Sé que tus vísceras lloran en desesperación porque no eres dueño de tus propias decisiones; sigues comportándote como animal, ante el instinto y necesidad de tu cuerpo. ¡Que triste! Tus ojos huelen a pena y derrota que en su momento, se encargarán de rejuvenecer hasta la última parte de mi plumaje oscuro. Pobre hombre, tan agradable por fuera y tan putrefacto por dentro, siempre destruyendo a los que te amaron, siempre causándoles daño...
Hoy voy a aplicarte la mas dura de mis penas. Primero me presentaré a tí con un encanto del cuál no podrás resistir, te haré creer que yo soy la presa y tu el predador: cuando hayas mordido el anzuelo pasaré al segundo paso, el jugoso momento de aprovecharme de tu inocencia, jugar un poco con tu sanidad, luego recordarte que hasta un agujero negro tiene órganos de luz, vida y energía en lo que se ha tragado.

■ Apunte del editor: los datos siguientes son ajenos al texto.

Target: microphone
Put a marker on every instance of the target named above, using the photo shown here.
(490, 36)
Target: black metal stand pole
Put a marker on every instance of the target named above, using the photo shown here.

El tercer paso, será ir arrancando cada hilo de tu piel y músculos que están tejidos; mientras derramas las mismas lágrimas que tu anduviste provocando, haré que te las tragues para que te salgan más y más: ¡COMO UNA FUENTE!
El cuarto paso, siempre sera mi favorito: el Postre. Como toda criatura de mi naturaleza estoy al acecho de lo más hediondo, carnoso y putrefacto, porque estas desdichas humanas, para mi, me resultan las virtudes más sabrosas y esplendorosas por devorar: Manchan la mirada con un suplico más grande que el mismo Jesús sangró en su cruz.